By Ryan Wu

Anne Simon, a professor of cell biology and molecular genetics, spoke to students at Milkboy Arthouse Tuesday evening about the effects of a citrus plant disease and how her research team is tackling it.

This was one of the lectures in a series called “Science on Tap” that is put together by the college of computer, mathematical and natural sciences. They’ve run their lectures monthly since Feb. 2018 to explore the latest discoveries in science and technology.

Simon, who is also a member of the American Association of Microbiology, said the citrus industry is dealing with a new phenomenon known as ‘citrus greening disease,” which was first discovered in China over a decade ago. Citrus plants infected with the disease may produce sour, green fruits that are unmarketable and the trees themselves die out in a few years as the leaves are deprived of nutrients and become dry.

As a result of the disease’s spread, production of citruses is now limited to the edge of the country. It has since spread to other regions such as India, Africa, Mexico, Florida and California.

“Every single citrus tree in Florida is infected and half are dead. The entire citrus industry in Florida is about to go under,” Simon said.

According to Simon, if the disease isn’t reigned in, the only citruses in 10-15 years will be grown in greenhouses. The price of these citruses could spike to over $20 per pound, compared to around $5 today.

She added that not only will the global production of citruses be affected, but many other fruits are at risk of a lack of supply.

“Imagine a future where there’s no orange juice, no margarita, no lemon. That’s an ending we don’t want that might occur,” she said.

Simon said that what caused the greening disease is a combination of a psyllid insect and the trees’ own immune system. Psyllids sit on the tree’s leaves and inject the candida bacteria into its vines. The tree then develops a defense against the bacteria, secreting substances that cut off the spread of nutrients throughout, thereby killing itself.

“Citrus trees aren’t the brightest trees in the forest, it’s the trees that are killing themselves,” she added.

The extent of the infection, according to Simon, has required agencies like the USDA to spend over $400 million to combat the disease.

Many measures implemented by the USDA caused either drug resistance or higher temperatures and more bacteria.

Simon and other researchers at the Department of Cell Biology and Molecular Genetics decided to find a virus-like RNA agent that wouldn’t harm the trees but could still kill off bacteria secreted by psyllids by changing their gene expressions, and hopefully at the outset of an existing infection, reverse the damages done.

“If we can prevent the tree from making its counterpart, it would ignore the bacteria and be perfectly fine,” she said.

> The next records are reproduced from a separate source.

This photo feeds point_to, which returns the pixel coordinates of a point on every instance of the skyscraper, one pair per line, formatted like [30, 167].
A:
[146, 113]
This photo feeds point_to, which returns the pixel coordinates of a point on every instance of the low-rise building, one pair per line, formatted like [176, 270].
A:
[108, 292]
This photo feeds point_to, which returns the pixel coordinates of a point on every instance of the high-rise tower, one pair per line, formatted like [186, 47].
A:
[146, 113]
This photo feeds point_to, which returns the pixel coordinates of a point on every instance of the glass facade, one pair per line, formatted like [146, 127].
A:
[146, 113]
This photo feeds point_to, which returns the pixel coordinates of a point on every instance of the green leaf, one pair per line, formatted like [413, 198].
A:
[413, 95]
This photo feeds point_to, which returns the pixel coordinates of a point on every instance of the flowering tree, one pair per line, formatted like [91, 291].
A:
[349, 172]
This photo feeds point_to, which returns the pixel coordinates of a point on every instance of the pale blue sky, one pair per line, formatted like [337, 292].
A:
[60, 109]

While conducting their research, Simon said the team encountered problems such as lack of access to the right proteins that help the RNA agent reach the vine of the plants. Fortunately, after collaboration with scientists at University at California, Riverside in 2011, the team was able to find the right type of RNA structure as well as the proteins that enter the cells and replicate themselves. 

“It’s associated with no or very mild symptoms, it’s only limited to the vine, exactly where the bacteria is,” she said.

Although this new technique is still a work in progress, their discovery can potentially be applied to diseases other than citrus greening, such as one that’s killing olives in Italy and another called “fire blight,” which affects apple and pear trees in the U.S. state of Washington. 

Alanna Anderson, a sophomore linguistics major, said she didn’t know much about the citrus greening diseases before the talk, but she thought it was a good opportunity to learn more about the latest research in biology. She said the potential increase in citrus prices was interesting to hear because her mom is a regular consumer of them.     

“She’s going to be upset when the prices of citrus go up,” Anderson said.

Matthew Jackson, a senior biochemistry major, said he was interested in the talk because of the biology classes he took related to the topic. What made the lecture enjoyable for him was the relaxed setup and Simon’s logical presentation. He said the professor’s implementation of virus-like agents was eye-opening, as this process isn’t something most people are aware of.

“Once you think you understand something, there’s always more to learn,” Jackson added.